Is myopia a failure of homeostasis?

Author information

1
Children's University Hospital, Department of Ophthalmology, Temple Street, Dublin 2, Ireland. ian@flitcroft.com

Abstract

This review examines the hypothesis that human myopia is primarily a failure of homeostasis (i.e. regulated growth) and also considers the implications this has for research into refractive errors. There is ample evidence for homeostatic mechanisms in early life. During the first few years of life the eye grows toward emmetropia, a process called emmetropization. The key statistical features of this process are a shift of the mean population refraction toward emmetropia and a reduction in variability. Refractive errors result when either this process fails (primary homeostatic failure) or when an eye that becomes emmetropic fails to remain so during subsequent years (secondary homeostatic failure). A failure of homeostasis should increase variability as well as causing a possible shift in mean refraction.
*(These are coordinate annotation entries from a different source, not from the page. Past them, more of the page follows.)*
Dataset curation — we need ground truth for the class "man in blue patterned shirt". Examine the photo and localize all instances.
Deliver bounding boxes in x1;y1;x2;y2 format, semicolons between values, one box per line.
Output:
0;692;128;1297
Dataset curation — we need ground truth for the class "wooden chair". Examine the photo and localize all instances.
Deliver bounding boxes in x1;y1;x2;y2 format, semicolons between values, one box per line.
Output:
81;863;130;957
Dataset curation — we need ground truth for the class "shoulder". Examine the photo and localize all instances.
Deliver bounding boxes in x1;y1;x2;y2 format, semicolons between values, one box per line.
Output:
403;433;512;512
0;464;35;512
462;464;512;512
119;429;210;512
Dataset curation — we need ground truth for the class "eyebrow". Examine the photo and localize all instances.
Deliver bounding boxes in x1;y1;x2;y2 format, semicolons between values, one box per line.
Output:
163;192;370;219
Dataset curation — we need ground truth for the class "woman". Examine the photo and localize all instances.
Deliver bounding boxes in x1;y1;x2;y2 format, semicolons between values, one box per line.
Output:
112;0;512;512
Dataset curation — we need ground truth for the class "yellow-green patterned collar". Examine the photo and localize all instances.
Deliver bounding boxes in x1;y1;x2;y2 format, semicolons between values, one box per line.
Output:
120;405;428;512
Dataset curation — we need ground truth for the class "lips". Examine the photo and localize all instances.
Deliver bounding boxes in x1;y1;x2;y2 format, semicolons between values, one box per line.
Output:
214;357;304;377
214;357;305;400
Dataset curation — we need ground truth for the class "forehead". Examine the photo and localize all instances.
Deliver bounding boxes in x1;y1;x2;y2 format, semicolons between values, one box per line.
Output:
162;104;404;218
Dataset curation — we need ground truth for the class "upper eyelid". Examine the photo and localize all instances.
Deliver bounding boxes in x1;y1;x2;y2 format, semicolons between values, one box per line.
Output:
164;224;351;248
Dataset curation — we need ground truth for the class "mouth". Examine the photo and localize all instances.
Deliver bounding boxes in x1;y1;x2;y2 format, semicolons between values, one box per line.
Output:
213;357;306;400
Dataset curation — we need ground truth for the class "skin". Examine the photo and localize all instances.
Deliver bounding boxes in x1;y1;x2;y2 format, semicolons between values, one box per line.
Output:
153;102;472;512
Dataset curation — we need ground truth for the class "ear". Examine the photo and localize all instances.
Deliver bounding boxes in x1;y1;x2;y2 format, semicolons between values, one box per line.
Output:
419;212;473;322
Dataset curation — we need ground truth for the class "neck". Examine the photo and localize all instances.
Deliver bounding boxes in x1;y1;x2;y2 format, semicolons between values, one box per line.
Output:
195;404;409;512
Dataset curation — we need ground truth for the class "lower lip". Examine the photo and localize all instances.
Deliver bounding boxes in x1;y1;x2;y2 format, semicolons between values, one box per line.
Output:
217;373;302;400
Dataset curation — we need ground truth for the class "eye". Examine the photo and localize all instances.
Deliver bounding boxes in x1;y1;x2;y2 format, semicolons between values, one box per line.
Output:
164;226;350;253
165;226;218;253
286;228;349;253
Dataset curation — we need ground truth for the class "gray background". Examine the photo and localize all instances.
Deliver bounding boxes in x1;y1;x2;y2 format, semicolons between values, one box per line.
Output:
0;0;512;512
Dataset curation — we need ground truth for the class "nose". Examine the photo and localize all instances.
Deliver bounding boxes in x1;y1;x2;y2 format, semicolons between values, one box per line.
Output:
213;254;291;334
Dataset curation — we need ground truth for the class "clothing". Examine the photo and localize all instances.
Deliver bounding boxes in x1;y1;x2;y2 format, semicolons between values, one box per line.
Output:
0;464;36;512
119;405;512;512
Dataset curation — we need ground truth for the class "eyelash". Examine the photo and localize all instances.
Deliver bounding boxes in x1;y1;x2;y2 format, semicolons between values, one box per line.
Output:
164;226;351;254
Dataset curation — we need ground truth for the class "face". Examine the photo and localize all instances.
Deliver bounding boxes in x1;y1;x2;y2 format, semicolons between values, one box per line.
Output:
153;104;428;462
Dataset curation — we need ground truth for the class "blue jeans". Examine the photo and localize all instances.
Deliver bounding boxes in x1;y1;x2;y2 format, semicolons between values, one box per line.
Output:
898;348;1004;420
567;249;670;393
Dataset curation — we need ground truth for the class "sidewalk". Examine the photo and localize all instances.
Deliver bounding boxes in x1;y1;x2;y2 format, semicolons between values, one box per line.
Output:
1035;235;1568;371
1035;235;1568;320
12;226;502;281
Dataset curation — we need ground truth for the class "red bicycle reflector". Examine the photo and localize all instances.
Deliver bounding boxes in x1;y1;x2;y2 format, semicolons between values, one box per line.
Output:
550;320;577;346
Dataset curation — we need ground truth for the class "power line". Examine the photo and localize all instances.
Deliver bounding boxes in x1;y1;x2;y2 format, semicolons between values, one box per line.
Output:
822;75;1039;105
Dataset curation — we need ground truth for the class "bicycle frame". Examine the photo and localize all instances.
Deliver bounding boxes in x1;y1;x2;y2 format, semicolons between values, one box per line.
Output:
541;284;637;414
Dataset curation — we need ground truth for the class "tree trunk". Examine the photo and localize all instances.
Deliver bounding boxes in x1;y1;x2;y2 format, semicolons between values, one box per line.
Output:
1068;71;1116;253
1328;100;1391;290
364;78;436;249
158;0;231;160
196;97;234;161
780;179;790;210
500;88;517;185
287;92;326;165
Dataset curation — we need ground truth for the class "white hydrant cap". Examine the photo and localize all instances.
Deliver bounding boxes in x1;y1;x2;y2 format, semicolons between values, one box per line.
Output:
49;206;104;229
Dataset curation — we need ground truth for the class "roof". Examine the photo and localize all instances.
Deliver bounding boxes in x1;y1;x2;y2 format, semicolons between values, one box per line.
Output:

Increased variability is indeed seen in both animal models of myopia such as form deprivation and in human populations from the age of 5 or 6 onwards. Considering ametropia as a homeostatic failure also fits with the growing body of evidence that a wide range of factors and events can influence eye growth and refraction from gestation, through infancy, childhood and into adulthood. It is very important to recognize that the refraction of an eye is not a simple trait like eye colour but the consequence of the complex process of eye growth throughout life. To understand how an eye ends up with a specific refraction it is essential to understand all the factors that may promote the attainment and maintenance of emmetropia. Equally important are the factors that may either disrupt early emmetropization or lead to a loss of emmetropia during later development. Therefore, perhaps the most important single implication of a homeostatic view of myopia is that this condition is likely to have a very wide range of causes. This may allow us to identify subgroups of myopia for which specific environmental influences, genes or treatments can be found, effects that might be lost if all myopes are considered to be equivalent.

KEYWORDS:

emmetropization; eye growth; homeostasis; myopia

PMID:
23454097
DOI:
10.1016/j.exer.2013.02.008
[Indexed for MEDLINE]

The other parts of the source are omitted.